Волк среди волков - Розенталь Роза Абрамовна. Страница 134
Но, к сожалению, молодой человек сейчас же вышел обратно, да к тому же только со стариком Ковалевским. К Зофи он, верно, и не заходил, она продолжала распевать у себя в каморке под крышей. Оба поспешно вышли из деревни и межой на проселочную дорогу. Ковалевский держался на полшага позади барина, как хорошо обученная охотничья собака. Когда молодой человек словно снег на голову свалился к ним в чистую горницу да еще в воскресенье вечером и сказал: «Идемте-ка со мной, Ковалевский», старик пошел сейчас же, ни о чем не спрашивая. Бедный человек не спрашивает, а делает что приказано.
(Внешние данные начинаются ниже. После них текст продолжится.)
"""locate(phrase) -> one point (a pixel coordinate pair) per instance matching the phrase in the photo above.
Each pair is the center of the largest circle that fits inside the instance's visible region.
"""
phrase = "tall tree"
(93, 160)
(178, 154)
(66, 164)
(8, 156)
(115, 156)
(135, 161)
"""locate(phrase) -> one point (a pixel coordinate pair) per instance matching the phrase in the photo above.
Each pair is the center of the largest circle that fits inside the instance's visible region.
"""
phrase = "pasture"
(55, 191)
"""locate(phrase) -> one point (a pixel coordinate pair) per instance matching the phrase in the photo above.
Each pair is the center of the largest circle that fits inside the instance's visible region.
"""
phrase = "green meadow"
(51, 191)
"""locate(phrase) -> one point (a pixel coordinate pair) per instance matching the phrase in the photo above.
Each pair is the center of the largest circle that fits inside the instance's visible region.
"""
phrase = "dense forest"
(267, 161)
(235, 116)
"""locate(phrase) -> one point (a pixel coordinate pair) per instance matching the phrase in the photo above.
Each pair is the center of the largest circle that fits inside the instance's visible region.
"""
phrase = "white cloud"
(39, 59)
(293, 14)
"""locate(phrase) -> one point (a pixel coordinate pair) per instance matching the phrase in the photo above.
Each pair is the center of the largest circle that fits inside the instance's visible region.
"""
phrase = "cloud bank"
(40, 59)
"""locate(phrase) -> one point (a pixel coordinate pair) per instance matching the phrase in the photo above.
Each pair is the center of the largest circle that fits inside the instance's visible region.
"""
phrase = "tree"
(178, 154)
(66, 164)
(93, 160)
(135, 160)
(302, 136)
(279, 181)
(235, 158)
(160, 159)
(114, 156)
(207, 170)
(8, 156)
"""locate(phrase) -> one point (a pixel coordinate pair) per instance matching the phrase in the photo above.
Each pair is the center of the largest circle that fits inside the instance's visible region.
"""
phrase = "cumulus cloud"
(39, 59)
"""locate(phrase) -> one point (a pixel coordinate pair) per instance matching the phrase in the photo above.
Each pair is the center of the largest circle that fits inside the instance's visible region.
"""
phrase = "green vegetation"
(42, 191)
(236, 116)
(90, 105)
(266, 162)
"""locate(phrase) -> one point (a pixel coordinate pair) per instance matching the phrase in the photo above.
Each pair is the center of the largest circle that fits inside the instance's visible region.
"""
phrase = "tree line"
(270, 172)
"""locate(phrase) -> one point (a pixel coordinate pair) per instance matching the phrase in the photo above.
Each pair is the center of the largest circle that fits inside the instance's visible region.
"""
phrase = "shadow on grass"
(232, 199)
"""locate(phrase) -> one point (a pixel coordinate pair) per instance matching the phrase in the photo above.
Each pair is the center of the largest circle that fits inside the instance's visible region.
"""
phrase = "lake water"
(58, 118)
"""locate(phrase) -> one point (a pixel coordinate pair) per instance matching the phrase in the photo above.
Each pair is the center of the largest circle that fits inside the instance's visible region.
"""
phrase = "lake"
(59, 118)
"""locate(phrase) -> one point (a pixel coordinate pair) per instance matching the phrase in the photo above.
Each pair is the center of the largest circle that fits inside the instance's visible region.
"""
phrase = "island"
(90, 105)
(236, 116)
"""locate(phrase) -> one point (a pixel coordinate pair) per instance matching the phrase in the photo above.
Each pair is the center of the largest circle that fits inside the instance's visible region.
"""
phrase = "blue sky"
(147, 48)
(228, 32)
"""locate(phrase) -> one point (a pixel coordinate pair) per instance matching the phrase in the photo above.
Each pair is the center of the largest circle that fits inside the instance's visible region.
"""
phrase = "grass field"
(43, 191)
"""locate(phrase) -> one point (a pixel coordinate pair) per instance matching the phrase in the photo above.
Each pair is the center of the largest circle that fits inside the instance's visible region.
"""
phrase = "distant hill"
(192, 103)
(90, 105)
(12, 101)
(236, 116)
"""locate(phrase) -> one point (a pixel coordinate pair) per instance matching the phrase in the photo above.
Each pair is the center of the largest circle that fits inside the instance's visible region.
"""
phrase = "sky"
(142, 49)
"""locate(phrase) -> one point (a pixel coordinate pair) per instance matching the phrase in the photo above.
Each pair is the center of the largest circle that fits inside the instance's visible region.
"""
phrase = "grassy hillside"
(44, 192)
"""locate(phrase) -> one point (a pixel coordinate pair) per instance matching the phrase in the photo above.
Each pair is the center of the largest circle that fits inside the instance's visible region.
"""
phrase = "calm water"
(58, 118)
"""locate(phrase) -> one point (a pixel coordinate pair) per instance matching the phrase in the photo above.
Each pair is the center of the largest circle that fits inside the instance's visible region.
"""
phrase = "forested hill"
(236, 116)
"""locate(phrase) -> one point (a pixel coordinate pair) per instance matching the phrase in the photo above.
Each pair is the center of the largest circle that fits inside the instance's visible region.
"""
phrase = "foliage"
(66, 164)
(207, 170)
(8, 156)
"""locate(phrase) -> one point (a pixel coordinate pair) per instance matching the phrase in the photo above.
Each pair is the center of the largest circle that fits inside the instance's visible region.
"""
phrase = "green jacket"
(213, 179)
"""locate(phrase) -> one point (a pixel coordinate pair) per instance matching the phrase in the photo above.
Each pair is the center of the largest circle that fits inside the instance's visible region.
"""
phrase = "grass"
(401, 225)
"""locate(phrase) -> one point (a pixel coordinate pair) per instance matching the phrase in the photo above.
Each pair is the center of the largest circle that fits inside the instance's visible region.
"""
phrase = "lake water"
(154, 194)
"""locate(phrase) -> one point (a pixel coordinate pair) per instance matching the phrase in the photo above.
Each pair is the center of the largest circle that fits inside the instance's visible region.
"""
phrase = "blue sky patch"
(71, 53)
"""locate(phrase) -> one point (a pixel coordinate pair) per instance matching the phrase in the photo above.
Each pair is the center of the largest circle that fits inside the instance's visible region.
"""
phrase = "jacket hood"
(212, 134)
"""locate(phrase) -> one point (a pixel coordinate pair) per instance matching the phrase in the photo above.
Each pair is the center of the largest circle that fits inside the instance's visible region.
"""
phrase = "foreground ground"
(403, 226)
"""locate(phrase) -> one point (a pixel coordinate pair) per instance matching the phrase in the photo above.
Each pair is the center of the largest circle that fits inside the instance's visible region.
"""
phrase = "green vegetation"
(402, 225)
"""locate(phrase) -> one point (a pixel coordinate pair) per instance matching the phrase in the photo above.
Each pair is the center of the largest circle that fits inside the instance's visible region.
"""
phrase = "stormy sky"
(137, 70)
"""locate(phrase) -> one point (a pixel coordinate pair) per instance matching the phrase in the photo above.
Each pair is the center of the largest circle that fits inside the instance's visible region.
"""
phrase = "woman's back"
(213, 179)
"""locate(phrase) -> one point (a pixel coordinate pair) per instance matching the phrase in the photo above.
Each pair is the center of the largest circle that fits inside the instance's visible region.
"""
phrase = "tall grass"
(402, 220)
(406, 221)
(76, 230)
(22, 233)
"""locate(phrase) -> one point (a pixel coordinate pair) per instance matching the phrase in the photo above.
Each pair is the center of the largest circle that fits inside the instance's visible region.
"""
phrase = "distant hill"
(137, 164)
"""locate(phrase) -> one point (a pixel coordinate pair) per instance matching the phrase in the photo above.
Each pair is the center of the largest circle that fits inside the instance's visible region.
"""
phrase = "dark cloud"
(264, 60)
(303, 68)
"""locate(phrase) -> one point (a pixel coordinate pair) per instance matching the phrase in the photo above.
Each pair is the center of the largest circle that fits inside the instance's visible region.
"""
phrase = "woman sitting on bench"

Штудман ждал там, где дорога сворачивала в поле.
— Добрый вечер, Ковалевский. Хорошо, что пришли. Пагель рассказал вам в чем дело? Нет? Так… Куда ведет эта дорога?
— К нам, на дальние участки, а затем в лес к старому барину.
— Крестьянские поля тут с нами не граничат?
— Нет, все только наша земля. Участки пятый и седьмой. А по другую сторону четвертый и шестой.
— Так… Если бы четверть часа назад вы встретили здесь шесть-семь человек, идущих молча, с корзинами за спиной, на вид пустыми, — что бы вы подумали, Ковалевский?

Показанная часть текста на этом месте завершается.